Over the past three months, shares of ReWalk Robotics Inc. RWLK increased by 267.93%. Before having a look at ReWalk Robotics's balance sheet, let's look at the importance of debt.
Why Debt Is Important
Besides equity, debt is an important factor in the capital structure of a company, and contributes to its growth. Due to its lower financing cost compared to equity, it becomes an attractive option for executives trying to raise capital.
However, due to interest-payment obligations, cash-flow of a company can be impacted. Equity owners can keep excess profit, generated from the debt capital, when companies use the debt capital for its business operations.
ReWalk Robotics's Debt
Based on ReWalk Robotics’s financial statement as of May 28, 2020, long-term debt is at $0.00 and current debt is at $5.70 million, amounting to $5.70 million in total debt. Adjusted for $16.60 million in cash-equivalents, the company's net debt is at $-10.90 million.
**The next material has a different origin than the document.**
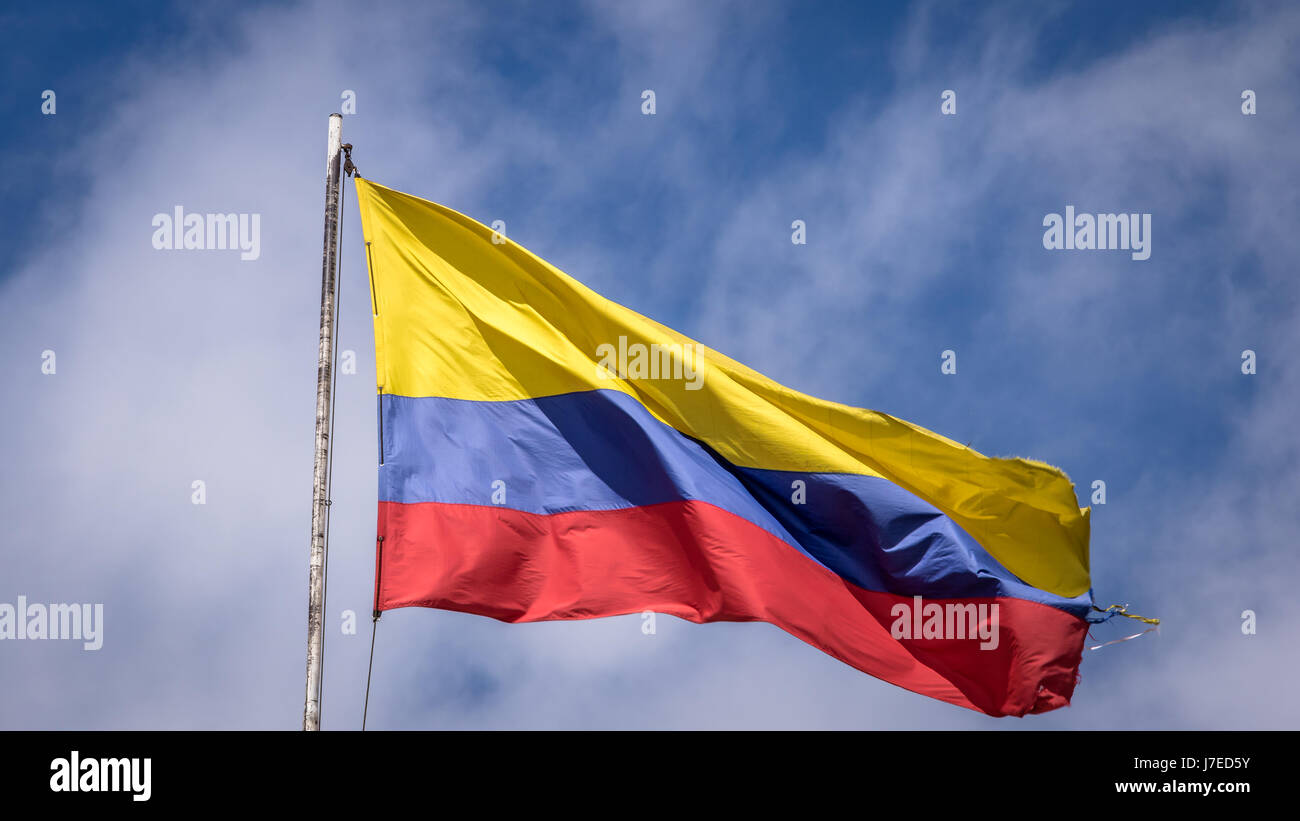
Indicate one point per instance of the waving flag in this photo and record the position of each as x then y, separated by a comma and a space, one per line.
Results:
549, 454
Investors look at the debt-ratio to understand how much financial leverage a company has. ReWalk Robotics has $25.22 million in total assets, therefore making the debt-ratio 0.23. Generally speaking, a debt-ratio more than 1 means that a large portion of debt is funded by assets. As the debt-ratio increases, so the does the risk of defaulting on loans, if interest rates were to increase. Different industries have different thresholds of tolerance for debt-ratios. A debt ratio of 25% might be higher for one industry, whereas average for another.